Helmholz Reviews New Edition of "Commentaries on the Laws of England"

Eighteenth Century Law in the Twenty-First Century

Even elderly readers of the New Rambler may have forgotten the burst of scholarly attention that was paid to William Blackstone’s famous Commentaries on the Laws of England (1765-69) in the 1970s and early 1980s.  A part of it may be explained by the coincidence of those years with the two hundredth anniversary of Blackstone’s death in 1780, but historical scholarship on the Commentaries has also had a continuous history.  These two decades simply witnessed a special outpouring of that interest.  In 1973 Gareth Jones published a selection from the Commentaries, one which he called The Sovereignty of the Law (1973).  In 1979, the University of Chicago Press brought out a facsimile copy of the 1st edition.  Each of its four volumes was coupled with an introduction by one of the leading legal historians of the day (Stanley Katz, A.W. Brian Simpson, John Langbein, and Thomas Green), all of them qualified to assess Blackstone’s contribution to the development of the common law.  Then, only three years later, Professional Books published a facsimile version of the 15th edition of the Commentaries,

Law review articles devoted to Blackstone’s work were also plentiful in those years.  Most authors praised it.  Some did the reverse.  Among the latter, probably the best known at the time was written by a young professor at Harvard Law School, Duncan Kennedy.  His ambitious if meandering essay sought to demonstrate that Blackstone was “engaged in a futile and indeed a wrongheaded enterprise.”  In Kennedy’s reading of the Commentaries, the author’s primary object had been to persuade readers to take the merits of English law at face value and so to “mystify” those who were being oppressed by its application.  Blackstone’s intent was to show that the chains which bound the oppressed were reasonable, indeed beneficial overall[1].  Kennedy’s article was published in the heyday of Critical Legal Studies, and Blackstone’s Commentaries made a good target.  That he chose Blackstone as the representative of an existing system of repressive law underlines the importance still ascribed to a series of lectures delivered two centuries before.
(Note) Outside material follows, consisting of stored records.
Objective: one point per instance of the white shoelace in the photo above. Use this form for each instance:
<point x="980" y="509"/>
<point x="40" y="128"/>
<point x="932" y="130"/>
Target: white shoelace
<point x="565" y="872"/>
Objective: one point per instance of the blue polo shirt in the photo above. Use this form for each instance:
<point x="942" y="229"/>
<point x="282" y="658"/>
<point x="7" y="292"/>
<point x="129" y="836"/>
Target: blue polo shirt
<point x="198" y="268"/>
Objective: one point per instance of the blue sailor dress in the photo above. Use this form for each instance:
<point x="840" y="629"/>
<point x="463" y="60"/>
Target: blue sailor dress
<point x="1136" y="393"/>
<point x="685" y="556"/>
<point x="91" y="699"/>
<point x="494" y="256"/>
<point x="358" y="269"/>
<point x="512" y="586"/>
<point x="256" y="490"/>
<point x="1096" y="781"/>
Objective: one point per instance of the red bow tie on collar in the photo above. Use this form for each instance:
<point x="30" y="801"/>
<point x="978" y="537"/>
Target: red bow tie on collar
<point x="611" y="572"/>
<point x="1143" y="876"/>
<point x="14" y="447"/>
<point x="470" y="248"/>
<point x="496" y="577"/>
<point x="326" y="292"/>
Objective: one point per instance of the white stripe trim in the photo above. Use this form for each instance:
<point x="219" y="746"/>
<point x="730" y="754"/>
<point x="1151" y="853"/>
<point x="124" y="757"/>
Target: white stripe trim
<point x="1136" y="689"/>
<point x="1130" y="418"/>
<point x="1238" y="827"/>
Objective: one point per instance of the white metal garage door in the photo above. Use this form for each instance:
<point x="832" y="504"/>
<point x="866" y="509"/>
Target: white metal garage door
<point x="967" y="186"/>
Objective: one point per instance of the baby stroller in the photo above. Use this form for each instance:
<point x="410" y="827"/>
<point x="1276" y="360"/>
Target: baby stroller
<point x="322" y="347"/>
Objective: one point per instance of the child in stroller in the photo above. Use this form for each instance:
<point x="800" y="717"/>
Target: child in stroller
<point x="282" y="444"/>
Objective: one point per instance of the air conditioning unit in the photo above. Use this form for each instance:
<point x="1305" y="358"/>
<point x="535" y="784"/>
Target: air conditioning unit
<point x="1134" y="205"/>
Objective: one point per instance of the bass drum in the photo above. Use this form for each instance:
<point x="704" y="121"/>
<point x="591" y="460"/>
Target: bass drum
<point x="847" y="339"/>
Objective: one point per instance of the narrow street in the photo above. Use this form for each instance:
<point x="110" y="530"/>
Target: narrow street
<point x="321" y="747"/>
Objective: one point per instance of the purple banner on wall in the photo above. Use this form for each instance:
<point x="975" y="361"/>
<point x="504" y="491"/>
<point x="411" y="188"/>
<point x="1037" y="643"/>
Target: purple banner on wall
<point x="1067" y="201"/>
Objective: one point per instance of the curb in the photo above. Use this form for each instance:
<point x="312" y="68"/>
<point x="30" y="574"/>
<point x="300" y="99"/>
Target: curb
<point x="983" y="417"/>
This period of special interest might have been expected, although Blackstone’s work has never been consigned to the dustbin of outdated legal doctrine.  Certainly none of the criticism the work has drawn has ever affected its commercial success.  From the start, the clarity and utility of the Commentaries established the author’s fame and filled his pockets.  His work became particularly famous in the United States.  Before the establishment of American law schools, Blackstone’s Commentaries served as the most common source of literary instruction for young men seeking to become lawyers.  Abraham Lincoln is said to have told a friend that he had “never read anything which so profoundly interested and thrilled me” as did Blackstone’s work.  Generations of young men who were repelled by the principal alternative – the crabbed learning found in Sir Edward Coke’s commentary on Littleton’s Tenures – turned with joy and relief to this alternative.  Even today, it is a source of praise for a sitting American judge that he requires his law clerks to become familiar with Blackstone’s Commentaries[2].  Critics have long pointed out that Blackstone’s lectures were too elementary to be useful to most practicing lawyers; they were meant for young gentlemen who had no intention of making a career in law, but might need to know something about the law in their own lives.  That may be so, but whatever its limitations, the clarity of Blackstone’s prose, together its importance in having brought the study of the common law within the purview of the subjects taught at a university have long sparked interest in the Commentaries.  The interest that began in 1970s only intensified a long-established pattern. 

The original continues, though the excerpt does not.